Oba Gabriel Ayodele Adejuwon is a Nigerian traditional ruler and financial expert. He currently serves as the 10th Onisan (king or traditional ruler) of Isan-Ekiti, a city located in the Oye Local Government Area of Ekiti, Nigeria. He served as the Chairman of the State Council of Traditional Rulers from July 28, 2021 until July 28, 2023.

==Early life and education==
Gabriel was born on November 15, 1970, in Isan-Ekiti. He attended St. Paul's Anglican Primary School in Isan Ekiti from 1976 to 1982. He obtained his Ordinary and Higher National Diploma from Ondo State Polytechnic (now Rufus Giwa Polytechnic) between 1993 and 1997. He is also an alumnus of Adekunle Ajasin University, Akungba, Ondo State, class of 1999, and holds a Master of Business Administration (MBA) in Finance, which he earned in 2002.

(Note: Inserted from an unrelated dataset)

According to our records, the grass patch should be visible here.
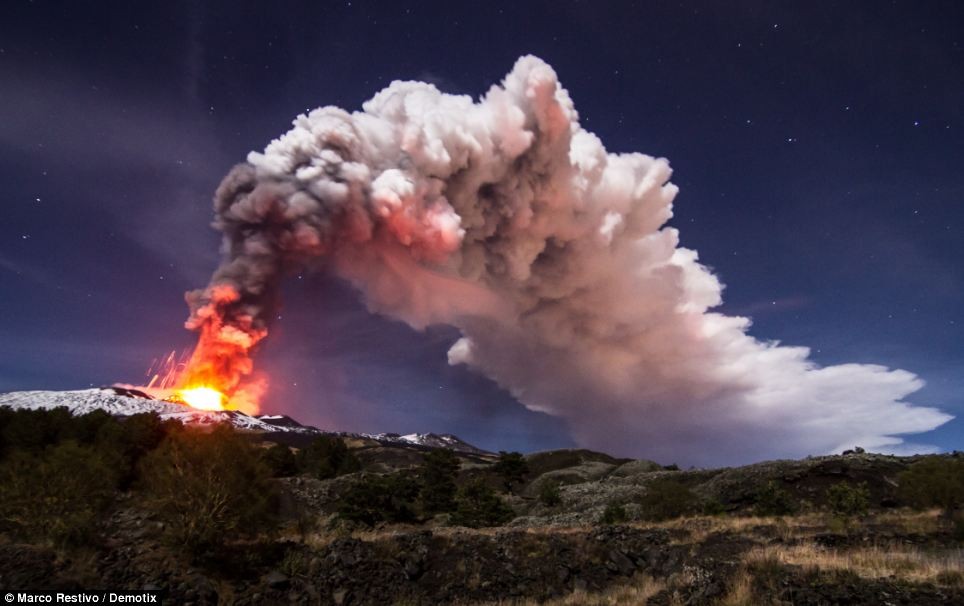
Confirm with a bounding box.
[472,574,666,605]
[746,543,964,586]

He is a Fellow of the Chartered Institute of Taxation of Nigeria.

==Career==
Adejuwon had a career spanning over twenty years with the Federal Inland Revenue Service, where he gained expertise in taxation, auditing, and financial management. He is an Associate of the Certified Board of Administrators (ACBA), and an Associate member of the Institute of Debts Recovery of Nigeria.

In 2017, he ascended to the throne of his home city, becoming the 10th Onisan.

In July 2021, Governor Kayode Fayemi appointed Adejuwon to the Chair of the State Council of Traditional Rulers, an assembly of traditional rulers of various cities and regions within the state tasked with being "custodians of culture, symbol of unity and critical partners in grassroots governance.

In October 2022, Abejuwon was awarded the Commander of the Order of the Federal Republic, an award given out by the President of Nigeria to individuals who have provided distinguished service to the nation.